Climbing Passport
- Climbing type — rock climbing.
- Climbing area: Caucasus, Rocky Range.
- Peak 3280 m (Kionsky massif), via the Eastern ridge.
- Estimated complexity category, 1B — first ascent.
- Height difference: 250 m, total route length — 600 m, average slope of the route 25°.
- Pitons left on the route — no.
Use of previously driven pitons — no.
- Number of walking hours/days: 4 hours / 1 day.
- Overnights: no.
- Leader: Egorin Sergey Vladimirovich, Candidate Master of Sports.
Participants:
- Bondarenko Alexander Olegovich, 3rd sports category
- Bychkov Boris Nikolaevich, 3rd sports category
- Ivanov Vitaly Valentinovich, Candidate Master of Sports
- Sushko Alexander Pavlovich, Master of Sports
- Coach: Korablin Boris Nikolaevich, Master of Sports, Honored Coach of the RSFSR.
- Approach to the route: February 3, 1995.
Summit — February 3, 1995. Return — February 3, 1995.
- Organization: North Ossetian Republican Search and Rescue Service of the Ministry of Emergency Situations of Russia.

View of the 3280 m peak from the South. The first ascent route is marked.
1:100000 In 1 cm: 1 km
Photopanorama of the climbing area. View from the Southeast from the village of Verkhny Zgid. April. The first ascent route is marked.
Photopanorama of the climbing area. View from the Southwest from the left bank of the Songutidon river gorge. September. The first ascent route is marked.
Photopanorama of the climbing area. View from the South from the Vizbori peak. The first ascent route is marked. July.
Route profile from the left. April.
Profile of the first ascent route to the 3280 m peak from the road to Kionsky pass. February.

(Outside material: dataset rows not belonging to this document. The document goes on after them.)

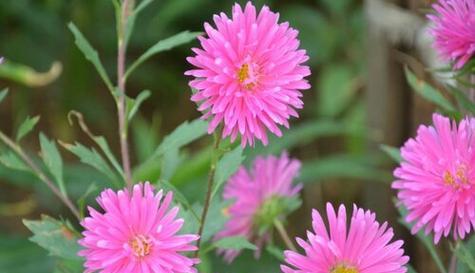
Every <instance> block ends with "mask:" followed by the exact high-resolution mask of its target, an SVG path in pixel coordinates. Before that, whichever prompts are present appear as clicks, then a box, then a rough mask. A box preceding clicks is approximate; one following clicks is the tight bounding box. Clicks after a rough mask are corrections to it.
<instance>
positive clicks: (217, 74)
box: [185, 2, 310, 147]
mask: <svg viewBox="0 0 475 273" xmlns="http://www.w3.org/2000/svg"><path fill="white" fill-rule="evenodd" d="M278 19H279V14H278V13H274V12H272V11H270V10H269V8H268V7H267V6H264V7H262V9H261V10H260V12H259V13H257V11H256V8H255V7H254V6H253V4H252V3H251V2H248V3H247V5H246V6H245V8H244V10H243V9H242V7H241V6H240V5H239V4H235V5H234V6H233V8H232V17H231V18H229V17H228V16H227V15H226V14H224V13H220V14H219V15H215V16H214V18H213V20H214V23H215V27H213V26H211V25H210V24H208V23H205V24H204V28H205V31H206V34H207V37H199V41H200V43H201V47H202V48H193V49H192V50H193V52H194V53H195V54H196V55H195V56H193V57H188V58H187V60H188V62H189V63H191V64H192V65H193V66H194V69H192V70H189V71H187V72H186V73H185V74H186V75H190V76H194V77H195V79H194V80H192V81H190V86H191V87H192V88H193V89H195V90H196V92H195V93H194V95H193V96H192V98H191V99H192V100H193V101H195V102H197V103H198V104H199V108H198V110H199V111H201V112H203V118H204V119H208V118H209V119H210V120H211V121H210V125H209V128H208V131H209V133H211V132H213V131H215V130H216V128H217V127H218V126H219V125H221V124H222V126H223V132H222V137H227V136H231V140H232V141H234V140H235V139H236V138H237V137H238V136H239V135H240V136H241V144H242V146H243V147H244V146H246V145H247V144H249V145H251V146H252V145H254V143H255V139H258V140H260V141H261V142H262V143H263V144H267V142H268V137H267V131H270V132H271V133H273V134H275V135H277V136H279V137H280V136H281V135H282V131H281V129H280V128H279V126H284V127H287V128H288V127H289V121H288V120H289V118H290V117H292V116H293V117H298V114H297V112H296V109H300V108H302V107H303V102H302V100H301V97H302V93H301V91H300V90H305V89H309V88H310V85H309V83H308V81H307V80H306V79H305V77H306V76H309V75H310V69H309V67H308V66H305V65H303V63H304V62H306V61H307V60H308V56H307V54H306V51H305V50H301V49H299V45H300V42H299V40H298V39H297V35H298V31H297V30H295V29H293V28H291V27H289V24H288V23H287V22H285V23H278Z"/></svg>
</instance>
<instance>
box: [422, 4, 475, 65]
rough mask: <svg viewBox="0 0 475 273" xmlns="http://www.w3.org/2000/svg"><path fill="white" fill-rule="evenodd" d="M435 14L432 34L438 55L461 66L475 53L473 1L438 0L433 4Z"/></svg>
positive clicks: (433, 19)
mask: <svg viewBox="0 0 475 273" xmlns="http://www.w3.org/2000/svg"><path fill="white" fill-rule="evenodd" d="M433 8H434V10H435V11H436V12H437V14H436V15H429V16H428V17H429V19H430V20H431V21H432V22H433V23H434V27H433V28H432V31H431V32H432V35H433V36H434V38H435V48H436V49H437V50H438V51H439V53H440V55H441V56H442V57H443V58H444V59H446V60H451V61H454V62H455V68H456V69H459V68H462V67H463V66H464V65H465V63H466V62H467V61H469V60H470V59H471V58H472V57H473V56H474V54H475V1H473V0H439V2H438V3H437V4H434V5H433Z"/></svg>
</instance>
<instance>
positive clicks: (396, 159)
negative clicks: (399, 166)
mask: <svg viewBox="0 0 475 273" xmlns="http://www.w3.org/2000/svg"><path fill="white" fill-rule="evenodd" d="M380 148H381V150H383V152H385V153H386V154H387V155H388V156H389V157H390V158H391V159H392V160H394V162H396V163H401V162H402V156H401V152H400V150H399V149H398V148H396V147H391V146H389V145H384V144H381V146H380Z"/></svg>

Description of Approaches to the Route
From the city of Vladikavkaz to the village of Verkhny Zgid, take a regular bus — about 2–2.5 hours. After passing through the village, head north towards the visible Rocky Range in the distance. The path follows a passable dirt road that leads through Kionsky pass (2514 m) to the neighboring gorge of the Aygamugidon river — to the villages of Dunta, Kamunta. After 1.5–2 hours of walking on the road, which goes through alpine meadows, about 3–4 km before Kionsky pass, start ascending northwards towards the southern walls of the Rocky Range. The road turns west towards the pass.
You need to move up to the right towards the 3280 m peak, located east of the highest point of the massif — the Kion-khokh peak (3420 m) and the still unclimbed 3229 m peak.
From the road:
- the 3280 m peak appears dome-shaped against the sky;
- the 3229 m peak — as an irregular triangle.
In the distance to the east (to the right) a wide grassy saddle is visible — this is Khodsky pass.
To the left of it (to the west):
- is the 2998 m peak;
- the next one to the west — is the 3280 m peak.
Climb the steep grassy slopes to reach the southern walls of the 3280 m peak; below the walls lie numerous small scree.
From here, as well as from the summit, a great panorama to the south opens up. Visible are:
- Kalper Shau,
- Jimarai,
- Arkhon massif,
- Tepli,
- Tsmiakom-khokh;
and to the west are visible:
- Laboda,
- Sugansky Range.
It takes 1.5 hours from the road to this point.

Route Description
Section R0–R1: Approaching the southern walls of the 3280 peak, you need to head towards the base of the wide scree couloir between the 3280 peak on the left and the 2998 m peak on the right. The main landmark when approaching: this couloir is the only one that "cuts through" the southern walls of the Kionsky massif from top to bottom, from Kion-khokh to Khodsky pass. Ascend through this couloir to the saddle of the ridge (scree, category 1 difficulty, 1.5–2 hours).
Section R1–R2: Moving left and upwards, bypassing the gendarmes from the south, reach the ridge (path category 2 difficulty) and along the ridge approach the wall (0.5 hours).
Section R2–R3: Through the wall (category 3–3+ difficulty, 5 m) continue further on the ridge. Insurance is alternate.
Section R3–R4: Continuing along the Eastern ridge towards the 3280 m peak (path category 2–3 difficulty), bypassing complex areas mainly on the right — along the northern slopes (slabs category 2 difficulty), reach the shoulder along the sometimes narrow ridge.
Section R4–R5: From the shoulder, along the ridge (category 2 difficulty), ascend to the summit of the 3280 m peak. It takes another 1–1.5 hours to reach the summit.
Descent is via the ascent route. It takes 3–3.5 hours (to the road). No human presence was detected on the summit.
Movement along the Eastern ridge (middle part of section R1–R2)!
Passing the wall on the Eastern ridge (section R2–R3).